This document is a draft of a Markdown reference file for can-view-nodelist. I’ve been trying to write up a deep understanding of how this library works, because it’s vital to the CanJS view layer yet somewhat obscure. Trying to work on new versions of can-stache or even new templating languages necessitates knowing the lower level view libraries inside and out.

Nodelists are a hard concept to understand in the internal workings of CanJS, but they are done the way they are out of practical considerations (mostly for execution speed, but also diverting most resources to the user API rather than hardening lower level APIs). nodeLists are a way of registering tree relationships between groups of nodes, without those nodes being direct parents and children of each other. With nodeLists, a text node (which cannot, by DOM rules, have children) can be a stand-in node that “hydrates” into a rendered subsection of other nodes, and its callback can replace the subsection as needed.

nodeLists

NodeLists are, fundamentally, Arrays or ArrayLikes.
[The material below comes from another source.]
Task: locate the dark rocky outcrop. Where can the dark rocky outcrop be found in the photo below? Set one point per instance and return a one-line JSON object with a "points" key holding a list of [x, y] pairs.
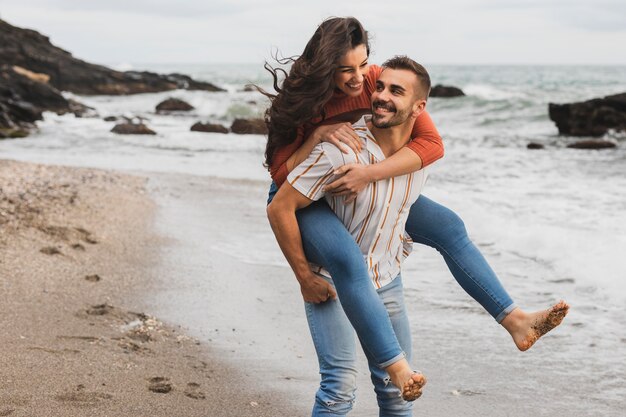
{"points": [[33, 72], [590, 118], [173, 104], [535, 145], [22, 101], [209, 128], [446, 91], [132, 129], [33, 51], [249, 126], [592, 144]]}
To create a nodeList, one first creates an Array of contiguous DOM elements, then lets the nodeList engine calculate the maximally nested set of nodeLists (where if a nodeList can take the place of a subsequence of the nodes in the nodeList, it is replaced by the same).

The algorithm for doing this second part is fast and unsophisticated. If you have a member of a registered nodeList in your new nodeList, it is assumed to be followed by all the rest of the members of the registered nodeList. In this way, it’s more like grouping than creating a tree.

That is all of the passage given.